La casa de Cardin         7 puntos

House of Cardin, EE.UU., 2019.

Dirección y guion: P. D. Ebersole y Todd Hughes.

Duración: 95 minutos.

Intérpretes: Pierre Cardin, Jean-Paul Gaultier, Naomi Campbell, Sharon Stone, Kenzo Takada.

Estreno en la plataforma Mubi.

Para quien todo lo que conocía de la firma Pierre Cardin era la línea de prêt-à-porter masculina -línea cara y grasa-, La casa de Cardin representa una especie de big-bang personal y cultural, en el que el creador de modas se revela como un visionario audaz, siempre uno o muchos pasos adelante. Pietro Costante Cardini (otra sorpresa para el lego, el origen itálico) introdujo en la moda el pop, la psicodelia, el op art y el futurismo, ayudó a dar seducción y legitimidad a la imagen social de tipos no caucásicos e incorporó a minorías sexuales a sus desfiles ultra-top. Todo esto en estricta sintonía con la década que lo vio crecer, la de los 60, aireada por los vientos del cambio, el poder joven y las revoluciones sexuales y culturales. Tal vez a esta suerte de renacentista chic le haya quedado pendiente una apertura hacia los impulsos de cambios políticos y sociales. Pero exigirle eso a uno de los más altos representantes de la crème de la crème de las sociedades más opulentas, hubiera sido como esperar que para la misma época Mao impusiera al Ejército Rojo el estricto uso de blusas psicodélicas.

No casualmente el interés por el mundo de la haute couture es sincrónico del que de un tiempo a esta parte parecen despertar las monarquías a la industria del espectáculo. Si los gruesos cortinados palaciegos dejaron pasar algo de luz, de The Queen (2006) a The Crown (2016-2022), conociendo su estribación más reciente con Spencer, biopic de la princesa Diana recién estrenado en Estados Unidos, el estudio superficial o algo más incisivo de las majestades de la moda tuvo su señal de largada con el modesto telefilm House of Versace (2013), se extendió a Saint-Laurent (2014, del francés Bertrand Bonello) y The Assassination of Gianni Versace (2017), se prolonga en esta House of Cardin y alcanzó su pastiche más reciente en House of Gucci (parecería haber más casas que fábricas en el mundo fashion). No debería sorprender que la industria audiovisual tenga en sus planes la edificación de las moradas de Dior y Armani.

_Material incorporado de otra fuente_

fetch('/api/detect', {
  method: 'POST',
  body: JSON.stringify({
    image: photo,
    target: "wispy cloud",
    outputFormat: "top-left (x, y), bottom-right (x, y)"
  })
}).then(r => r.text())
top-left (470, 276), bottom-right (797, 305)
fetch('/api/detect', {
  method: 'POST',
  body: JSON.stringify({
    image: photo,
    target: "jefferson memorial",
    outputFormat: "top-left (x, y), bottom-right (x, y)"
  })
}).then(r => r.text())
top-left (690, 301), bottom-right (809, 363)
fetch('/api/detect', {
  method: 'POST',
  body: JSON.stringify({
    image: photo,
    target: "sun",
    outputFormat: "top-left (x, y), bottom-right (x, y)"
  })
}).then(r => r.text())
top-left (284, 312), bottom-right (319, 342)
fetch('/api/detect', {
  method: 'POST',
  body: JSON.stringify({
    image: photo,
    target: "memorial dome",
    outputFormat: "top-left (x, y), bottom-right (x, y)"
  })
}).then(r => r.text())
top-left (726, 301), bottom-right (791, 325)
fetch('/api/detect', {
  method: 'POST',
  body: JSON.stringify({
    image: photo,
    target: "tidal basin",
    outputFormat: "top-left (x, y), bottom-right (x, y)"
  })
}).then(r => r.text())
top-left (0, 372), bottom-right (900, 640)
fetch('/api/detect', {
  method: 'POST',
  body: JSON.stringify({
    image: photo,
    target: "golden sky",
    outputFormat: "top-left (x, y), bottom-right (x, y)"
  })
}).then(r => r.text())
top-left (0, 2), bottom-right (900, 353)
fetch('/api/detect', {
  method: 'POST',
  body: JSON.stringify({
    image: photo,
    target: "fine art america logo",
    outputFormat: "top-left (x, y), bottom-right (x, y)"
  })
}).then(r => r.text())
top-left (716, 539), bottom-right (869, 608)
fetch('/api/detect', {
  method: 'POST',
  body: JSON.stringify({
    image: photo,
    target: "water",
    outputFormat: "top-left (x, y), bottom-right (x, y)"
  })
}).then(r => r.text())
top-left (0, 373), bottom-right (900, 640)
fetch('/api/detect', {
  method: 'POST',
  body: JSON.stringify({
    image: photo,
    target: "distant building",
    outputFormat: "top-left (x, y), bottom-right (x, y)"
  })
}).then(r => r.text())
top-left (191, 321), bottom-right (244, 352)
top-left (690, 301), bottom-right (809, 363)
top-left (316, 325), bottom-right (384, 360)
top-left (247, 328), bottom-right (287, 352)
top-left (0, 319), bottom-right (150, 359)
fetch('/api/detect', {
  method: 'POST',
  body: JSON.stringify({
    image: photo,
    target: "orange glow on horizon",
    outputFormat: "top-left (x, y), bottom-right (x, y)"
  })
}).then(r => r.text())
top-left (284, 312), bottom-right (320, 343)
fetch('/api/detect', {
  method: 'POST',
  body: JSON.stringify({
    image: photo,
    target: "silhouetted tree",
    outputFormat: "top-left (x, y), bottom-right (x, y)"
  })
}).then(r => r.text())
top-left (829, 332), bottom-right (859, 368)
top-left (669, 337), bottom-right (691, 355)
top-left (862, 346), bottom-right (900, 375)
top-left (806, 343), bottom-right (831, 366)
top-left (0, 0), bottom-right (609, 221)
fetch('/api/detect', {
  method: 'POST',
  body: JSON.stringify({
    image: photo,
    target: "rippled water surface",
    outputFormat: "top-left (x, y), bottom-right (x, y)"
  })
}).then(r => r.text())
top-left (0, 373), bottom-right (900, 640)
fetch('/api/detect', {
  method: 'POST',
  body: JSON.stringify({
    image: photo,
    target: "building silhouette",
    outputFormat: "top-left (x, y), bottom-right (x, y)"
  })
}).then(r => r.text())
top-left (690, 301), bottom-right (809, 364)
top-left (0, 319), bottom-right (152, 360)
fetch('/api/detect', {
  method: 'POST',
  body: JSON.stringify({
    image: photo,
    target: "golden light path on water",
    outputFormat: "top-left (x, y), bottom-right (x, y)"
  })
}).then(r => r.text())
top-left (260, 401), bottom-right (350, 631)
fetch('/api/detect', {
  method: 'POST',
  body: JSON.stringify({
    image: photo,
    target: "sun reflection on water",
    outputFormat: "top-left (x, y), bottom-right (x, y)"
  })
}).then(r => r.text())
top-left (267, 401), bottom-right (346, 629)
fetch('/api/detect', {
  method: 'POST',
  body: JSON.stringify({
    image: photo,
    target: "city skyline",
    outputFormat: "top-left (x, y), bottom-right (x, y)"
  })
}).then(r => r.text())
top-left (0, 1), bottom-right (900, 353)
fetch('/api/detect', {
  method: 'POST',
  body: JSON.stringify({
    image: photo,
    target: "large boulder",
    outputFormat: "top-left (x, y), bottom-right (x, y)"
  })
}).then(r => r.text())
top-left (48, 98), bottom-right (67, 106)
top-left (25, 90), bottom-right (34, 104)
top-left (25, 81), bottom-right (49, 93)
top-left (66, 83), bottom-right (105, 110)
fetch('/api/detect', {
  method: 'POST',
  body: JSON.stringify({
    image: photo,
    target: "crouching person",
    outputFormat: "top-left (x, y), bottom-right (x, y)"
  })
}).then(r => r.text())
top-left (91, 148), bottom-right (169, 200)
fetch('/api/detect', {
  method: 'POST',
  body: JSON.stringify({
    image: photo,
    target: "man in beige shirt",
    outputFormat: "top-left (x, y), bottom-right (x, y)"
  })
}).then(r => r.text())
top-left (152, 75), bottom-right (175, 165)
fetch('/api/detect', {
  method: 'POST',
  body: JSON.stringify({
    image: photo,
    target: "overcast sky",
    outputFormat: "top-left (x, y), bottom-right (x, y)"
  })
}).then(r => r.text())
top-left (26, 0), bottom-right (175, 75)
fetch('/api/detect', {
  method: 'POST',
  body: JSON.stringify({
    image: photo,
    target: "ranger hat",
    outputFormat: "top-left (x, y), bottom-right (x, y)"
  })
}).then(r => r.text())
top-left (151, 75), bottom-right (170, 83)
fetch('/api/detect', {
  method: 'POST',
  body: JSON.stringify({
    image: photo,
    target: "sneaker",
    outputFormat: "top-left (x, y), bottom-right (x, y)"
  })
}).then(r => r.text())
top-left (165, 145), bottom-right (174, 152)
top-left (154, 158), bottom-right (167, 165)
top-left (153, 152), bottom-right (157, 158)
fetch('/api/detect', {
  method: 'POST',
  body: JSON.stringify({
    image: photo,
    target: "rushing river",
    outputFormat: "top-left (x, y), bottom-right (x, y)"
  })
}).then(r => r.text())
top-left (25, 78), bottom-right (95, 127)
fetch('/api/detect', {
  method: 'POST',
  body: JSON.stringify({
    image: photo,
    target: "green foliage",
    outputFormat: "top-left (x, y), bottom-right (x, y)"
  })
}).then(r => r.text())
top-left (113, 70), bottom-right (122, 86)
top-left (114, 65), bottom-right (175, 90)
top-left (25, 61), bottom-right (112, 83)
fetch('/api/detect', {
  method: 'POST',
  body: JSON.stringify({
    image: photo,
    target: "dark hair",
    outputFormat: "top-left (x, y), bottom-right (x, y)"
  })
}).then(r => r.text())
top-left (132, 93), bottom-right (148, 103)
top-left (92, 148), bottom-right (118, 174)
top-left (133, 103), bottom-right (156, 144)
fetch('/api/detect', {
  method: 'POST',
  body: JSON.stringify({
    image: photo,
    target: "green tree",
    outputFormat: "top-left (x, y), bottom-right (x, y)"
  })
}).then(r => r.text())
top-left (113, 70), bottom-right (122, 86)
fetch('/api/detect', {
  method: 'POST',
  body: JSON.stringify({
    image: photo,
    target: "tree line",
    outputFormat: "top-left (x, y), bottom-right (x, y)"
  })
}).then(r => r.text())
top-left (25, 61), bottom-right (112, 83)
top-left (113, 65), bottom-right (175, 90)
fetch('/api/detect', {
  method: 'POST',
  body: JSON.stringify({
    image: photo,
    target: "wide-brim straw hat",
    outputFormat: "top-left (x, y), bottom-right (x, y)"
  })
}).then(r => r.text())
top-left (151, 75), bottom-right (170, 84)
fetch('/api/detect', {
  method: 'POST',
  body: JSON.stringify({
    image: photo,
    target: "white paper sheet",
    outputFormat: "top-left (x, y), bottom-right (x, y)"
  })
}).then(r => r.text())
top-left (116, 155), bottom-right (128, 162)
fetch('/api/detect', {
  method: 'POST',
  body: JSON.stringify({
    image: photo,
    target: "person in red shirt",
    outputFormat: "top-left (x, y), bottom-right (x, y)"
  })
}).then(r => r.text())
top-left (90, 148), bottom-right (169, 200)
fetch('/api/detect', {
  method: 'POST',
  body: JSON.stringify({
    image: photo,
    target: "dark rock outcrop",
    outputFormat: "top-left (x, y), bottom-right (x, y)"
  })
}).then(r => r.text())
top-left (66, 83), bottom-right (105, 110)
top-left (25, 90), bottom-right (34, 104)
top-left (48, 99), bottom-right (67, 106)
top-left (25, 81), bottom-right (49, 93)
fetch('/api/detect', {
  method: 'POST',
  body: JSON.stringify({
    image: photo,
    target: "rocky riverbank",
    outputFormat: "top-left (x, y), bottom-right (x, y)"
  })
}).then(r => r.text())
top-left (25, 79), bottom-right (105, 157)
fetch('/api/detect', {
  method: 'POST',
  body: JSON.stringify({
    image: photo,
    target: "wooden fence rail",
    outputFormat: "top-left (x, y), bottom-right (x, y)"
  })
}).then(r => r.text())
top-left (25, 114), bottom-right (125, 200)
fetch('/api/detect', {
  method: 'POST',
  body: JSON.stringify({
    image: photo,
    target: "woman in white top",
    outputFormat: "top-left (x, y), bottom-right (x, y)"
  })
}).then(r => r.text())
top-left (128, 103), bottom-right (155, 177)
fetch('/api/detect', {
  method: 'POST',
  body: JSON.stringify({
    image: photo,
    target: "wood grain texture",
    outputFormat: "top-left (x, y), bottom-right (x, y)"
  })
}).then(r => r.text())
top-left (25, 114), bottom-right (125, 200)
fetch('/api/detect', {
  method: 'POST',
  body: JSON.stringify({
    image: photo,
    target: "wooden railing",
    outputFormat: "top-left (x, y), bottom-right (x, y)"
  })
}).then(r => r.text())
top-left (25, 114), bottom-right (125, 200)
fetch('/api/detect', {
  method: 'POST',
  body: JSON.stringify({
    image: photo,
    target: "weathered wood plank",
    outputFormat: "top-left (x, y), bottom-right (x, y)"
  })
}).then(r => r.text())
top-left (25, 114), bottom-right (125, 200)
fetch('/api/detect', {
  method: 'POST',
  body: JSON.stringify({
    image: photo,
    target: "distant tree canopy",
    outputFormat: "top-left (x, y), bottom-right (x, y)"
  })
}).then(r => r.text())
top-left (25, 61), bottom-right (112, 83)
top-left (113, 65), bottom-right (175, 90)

Desde la introducción misma de La casa de Cardin, el inventor de la marca aparece como un personaje disruptivo. “Hablo de mí en tercera persona porque no soy yo el que produce la ropa, soy el que da las ideas. Soy una tercera persona del proceso de producción. Una marca, además, más que un nombre. Por eso la tercera persona.” Autoconciencia práctica y descarnada: algo que no parece ser pan cotidiano en esa apoteosis del caretaje que es el mundo de la moda. “Cardini es mi apellido, nací en Italia” (sorpresa para el crítico, perfectamente ignorante al respecto). “Mi infancia no fue desgraciada en lo más mínimo, vivíamos con poco pero tengo hermosos recuerdos”, frena Cardini en seco la pregunta-cliché del entrevistador (¡Claude Lanzmann, realizador de Shoah!).

A esa altura el personaje compró resueltamente al observador. De allí en más sobreviene una biopic en fragmentos, construida mediante testimonios de colegas, discípulos, mannequins, ex colaboradores y albaceas. Todos admiradores. Tal vez sea eso este carácter uniformemente eulógico lo que obliga a bajarle un puntito al film escrito, coproducido y dirigido por los estadounidenses P. D. Ebersole y Todd Hughes. Aunque alguna que otra grieta asoma. En televisión Cardin hace su defensa del prêt-à-porter como forma de democratización de la moda. “Un modelo mío puede usarlo tanto la princesa de Widsor como la conserje de un edificio”. “Sin embargo tengo entendido que a usted suele vérselo en compañía de la princesa de Windsor, pero no de una conserje”, latiguea el avispado conductor. Glup.

Incluso se podría poner en duda que una conserje estuviera en condiciones de reunir los porotos para comprar siquiera ese modelo, por poco exclusivo que fuera. Es como si la revolución practicada por este “patrón de estancia”, autodidacta y sin berretines de divo, hubiera consistido en hacer pasar la moda femenina (y masculina, otra de sus innovaciones) de la aristocracia a la burguesía. Pero nunca más abajo: en el mundo de los couturiers, las clases populares siguen siendo el hecho maldito.